Pediatric Cold Agglutinin Disease Treatment & Management
- Author: James L Harper, MD; Chief Editor: Max J Coppes, MD, PhD, MBA more...
Medical Care
Treatment of cold agglutinin disease depends on severity of the disease and presence of an underlying cause.
In children, cold agglutinin disease is usually mild and self-limited, requiring little, if any, intervention.
Supportive care measures include avoiding exposure to cold and judicious use of RBC transfusions. RBC transfusion is indicated in acute severe disease. Compatibility testing is performed using the techniques described above to minimize the interference caused by the cold agglutinin (see Workup). Blood warmers are used to perform the transfusion at 37ºC.
The response to transfused RBCs may be transient but can result in significant improvement in an acutely ill patient.

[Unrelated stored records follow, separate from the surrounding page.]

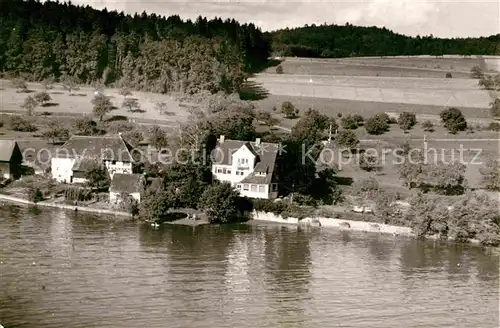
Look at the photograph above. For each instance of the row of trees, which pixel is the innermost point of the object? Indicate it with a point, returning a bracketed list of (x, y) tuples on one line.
[(349, 41), (149, 52)]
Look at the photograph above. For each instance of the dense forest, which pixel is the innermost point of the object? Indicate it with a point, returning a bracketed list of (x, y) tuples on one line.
[(154, 53), (147, 52), (330, 41)]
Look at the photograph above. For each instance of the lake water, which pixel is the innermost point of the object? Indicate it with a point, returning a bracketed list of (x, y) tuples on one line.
[(72, 270)]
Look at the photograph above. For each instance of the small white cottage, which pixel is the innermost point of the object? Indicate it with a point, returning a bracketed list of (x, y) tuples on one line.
[(126, 184)]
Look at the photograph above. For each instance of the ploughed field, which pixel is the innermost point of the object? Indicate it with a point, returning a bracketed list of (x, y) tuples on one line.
[(423, 91)]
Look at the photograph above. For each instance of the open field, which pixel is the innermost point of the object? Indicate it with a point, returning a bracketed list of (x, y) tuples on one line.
[(428, 91), (422, 66), (332, 107), (79, 103), (477, 148)]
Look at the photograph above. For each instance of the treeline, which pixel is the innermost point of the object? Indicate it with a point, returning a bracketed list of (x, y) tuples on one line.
[(330, 41), (148, 52)]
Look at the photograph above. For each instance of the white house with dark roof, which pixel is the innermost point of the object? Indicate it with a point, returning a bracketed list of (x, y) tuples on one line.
[(126, 184), (70, 162), (11, 159), (248, 166)]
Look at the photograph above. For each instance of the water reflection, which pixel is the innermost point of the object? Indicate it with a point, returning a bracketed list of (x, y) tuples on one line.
[(288, 261)]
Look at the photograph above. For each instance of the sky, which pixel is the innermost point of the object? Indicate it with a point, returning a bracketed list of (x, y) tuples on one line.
[(441, 18)]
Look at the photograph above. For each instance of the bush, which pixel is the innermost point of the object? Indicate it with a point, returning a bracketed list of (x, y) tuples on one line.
[(346, 139), (289, 110), (77, 194), (453, 120), (305, 200), (17, 123), (428, 126), (352, 122), (494, 126), (407, 120), (377, 124), (35, 195)]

Viral infections, such as Epstein-Barr virus (EBV), cytomegalovirus (CMV), and the mumps, are usually self-limited. Causes such as mycoplasma infection, systemic autoimmune disease, or lymphoproliferative disease must be treated.
Prednisone therapy is seldom effective. Certain patients may respond to prednisone therapy, such as those who have the variant of cold agglutinin disease characterized by a low cold agglutinin titer and high thermal amplitude.
Plasmapheresis may serve as a temporizing measure in severe cases of acute disease.[2] Because immunoglobulin M (IgM) is confined to the intravascular space, plasmapheresis can reduce the autoantibody level; however, this reduction is very transient because of the continued production of autoantibody. The use of this procedure is very limited.
The anti-CD20 monoclonal antibody rituximab depletes B-lymphocytes and, thereby, interferes with the production of cold agglutinin. Rituximab has been studied in children with autoimmune hemolytic anemia and other immune mediated cytopenias.[3] Although it has been found to be an effective treatment for these autoimmune cytopenias, no controlled studies specific to its use in refractory cold agglutinin disease in childhood have been reported.
Berentsen et al reported good response to the combination of fludarabine and rituximab in adult patients with primary cold agglutinin disease.[4]
Surgical Care
Splenectomy is ineffective because the liver is the predominant site of hemolysis.
Consultations
Consult a hematologist and/or blood bank specialist to aid in diagnostic workup and management.
Initial care for children with cold agglutinin is to warm the patient and the fluids/blood products entering the child to minimize antibody binding. This may entail use of special rooms with independent heat and air conditioning controls, heating blankets or Bear huggers, and fluid warmers. Close cooperation with the hospital nursing staff and central supply facilitates speedy initiation of these therapies.
Activity
Patients with anemia should avoid strenuous exercise.
Prevent hypothermia and exposure to cold.
Migration to avoid winter may be advisable.